My Top 1000 Songs #122: Distopian Dream Girl

For a couple years in the early/mid-90s, I was living in the Noe Valley neighborhood of San Francisco (before my wife and I embarked for the suburbs and parenthood). I had a brief commute on the BART to my downtown law office. The front bay window of the drafty, ancient Victorian we were renting overlooked Dolores Street, a hilly avenue lined with palm trees. On weekends, when I wasn't working (this was in the days before telework, when weekend work still meant coming in to the office), I'd hang out on 24th Street, buying used CDs at the Aquarius and Streetlight shops (long since shuttered).

There are a few artists permanently associated with that part of my life. Pavement and Yo La Tengo, of course. Luna, Liz Phair, Bettie Serveert, Guided by Voices.

But one song in particular brings me back to my Noe Valley days. Built To Spill's 1994 sophomore album, There's Nothing Wrong With Love, wasn't something I played often; it was their more expansive subsequent albums (and some dynamite live shows) that really hooked me. But the single "Distopian Dream Girl"? That's another story, something I threw onto all my mixtapes and cranked up whenever I got in the car.

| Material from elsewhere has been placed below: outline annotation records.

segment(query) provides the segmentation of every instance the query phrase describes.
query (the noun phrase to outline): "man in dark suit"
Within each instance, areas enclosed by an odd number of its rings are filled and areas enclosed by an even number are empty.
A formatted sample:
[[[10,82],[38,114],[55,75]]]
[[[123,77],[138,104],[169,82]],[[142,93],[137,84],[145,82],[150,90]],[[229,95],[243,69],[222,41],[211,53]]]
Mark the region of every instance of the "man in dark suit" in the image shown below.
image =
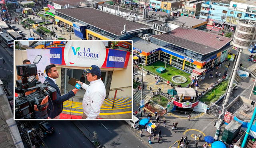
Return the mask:
[[[53,87],[57,90],[57,98],[54,101],[49,101],[48,106],[48,118],[59,119],[60,114],[63,109],[63,102],[74,97],[78,91],[77,89],[74,89],[69,92],[66,94],[61,96],[59,87],[56,84],[56,79],[59,77],[59,73],[54,64],[51,64],[45,67],[45,72],[47,78],[44,81],[48,81],[50,85]]]

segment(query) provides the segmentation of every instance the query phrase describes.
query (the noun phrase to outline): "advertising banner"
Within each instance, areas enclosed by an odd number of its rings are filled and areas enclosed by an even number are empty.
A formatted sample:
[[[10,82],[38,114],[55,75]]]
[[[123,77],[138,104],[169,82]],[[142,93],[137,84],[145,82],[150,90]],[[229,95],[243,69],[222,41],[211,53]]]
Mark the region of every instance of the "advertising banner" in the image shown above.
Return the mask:
[[[50,65],[50,49],[27,49],[28,59],[29,60],[31,63],[38,55],[42,56],[39,63],[36,64],[37,68],[37,74],[39,78],[39,81],[43,83],[46,78],[47,75],[45,73],[45,67]]]
[[[88,67],[95,65],[102,68],[125,68],[130,53],[106,48],[102,41],[68,42],[63,53],[62,65]]]

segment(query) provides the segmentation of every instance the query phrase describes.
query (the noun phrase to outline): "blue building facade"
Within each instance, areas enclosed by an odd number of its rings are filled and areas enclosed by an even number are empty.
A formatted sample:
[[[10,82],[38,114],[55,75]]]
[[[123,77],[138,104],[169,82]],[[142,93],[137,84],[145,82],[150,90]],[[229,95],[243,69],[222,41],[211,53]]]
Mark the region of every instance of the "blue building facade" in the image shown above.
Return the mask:
[[[156,0],[150,0],[149,1],[149,6],[152,8],[154,8],[156,10],[161,9],[161,1]]]

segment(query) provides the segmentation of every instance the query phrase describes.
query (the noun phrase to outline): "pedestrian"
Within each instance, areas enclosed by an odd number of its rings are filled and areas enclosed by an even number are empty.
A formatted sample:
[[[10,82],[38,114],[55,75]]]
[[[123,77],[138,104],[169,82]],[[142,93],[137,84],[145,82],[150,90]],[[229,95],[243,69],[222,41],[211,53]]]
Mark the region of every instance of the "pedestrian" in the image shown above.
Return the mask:
[[[186,140],[186,143],[185,143],[185,145],[186,145],[186,148],[187,148],[188,147],[188,144],[189,144],[188,140]]]
[[[176,132],[175,132],[175,127],[174,125],[172,125],[172,131],[173,131],[173,132],[174,132],[174,133],[176,133]]]
[[[160,130],[158,132],[158,139],[161,138],[161,134],[162,134],[162,131]]]
[[[156,138],[156,134],[154,132],[153,133],[153,140],[155,140],[155,138]]]
[[[197,142],[197,141],[196,141],[196,143],[195,144],[195,146],[196,146],[196,148],[197,148],[197,145],[198,144],[198,143]]]
[[[164,120],[164,122],[163,122],[164,123],[164,127],[166,127],[166,120],[165,119]]]
[[[191,118],[191,115],[190,114],[188,116],[188,120],[189,121],[190,120],[190,118]]]
[[[240,67],[242,67],[243,65],[243,63],[240,63]]]
[[[201,134],[201,133],[199,134],[199,135],[198,135],[198,138],[199,139],[199,142],[201,142],[201,138],[202,138],[202,135]]]
[[[151,137],[150,136],[148,137],[148,143],[150,144],[151,143]]]

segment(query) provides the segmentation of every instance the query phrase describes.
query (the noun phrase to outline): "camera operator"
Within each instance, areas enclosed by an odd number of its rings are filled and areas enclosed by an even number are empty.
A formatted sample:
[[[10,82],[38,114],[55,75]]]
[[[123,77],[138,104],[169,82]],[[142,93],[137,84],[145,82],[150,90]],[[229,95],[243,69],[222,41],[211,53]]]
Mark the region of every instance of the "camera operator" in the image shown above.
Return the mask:
[[[45,72],[47,78],[44,82],[47,81],[50,83],[50,86],[52,87],[57,91],[57,98],[56,100],[49,102],[48,109],[48,118],[59,119],[60,114],[63,109],[63,102],[74,97],[78,91],[76,88],[66,94],[61,96],[59,87],[56,83],[56,79],[59,77],[59,73],[54,64],[47,65],[45,67]]]

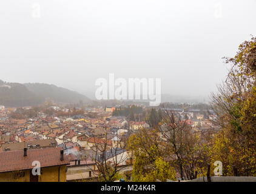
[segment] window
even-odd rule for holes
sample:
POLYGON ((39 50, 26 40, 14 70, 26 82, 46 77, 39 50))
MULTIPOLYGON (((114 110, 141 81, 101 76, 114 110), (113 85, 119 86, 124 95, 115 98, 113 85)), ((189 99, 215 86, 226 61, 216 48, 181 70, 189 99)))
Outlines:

It's got this fantastic, kinda messy guitar hook, as much capturing that slack indie rock sound as Pavement's work, frontman Doug Martsch exercising his unique brand of deceptive ease that feels like it could go totally off the rails at any moment; and some indelible lyrical lines that still unexpectedly play uninvited in my head from time to time. "My stepfather looks just like David Bowie, but he hates David Bowie. I think Bowie's cool; I think Lodger rules, my stepdad's a fool." Great stuff.

And then there's the chorus, which for whatever reason always unnerves me a bit. "If it came down to your life or mine, I would do the stupid thing. And let you keep on living."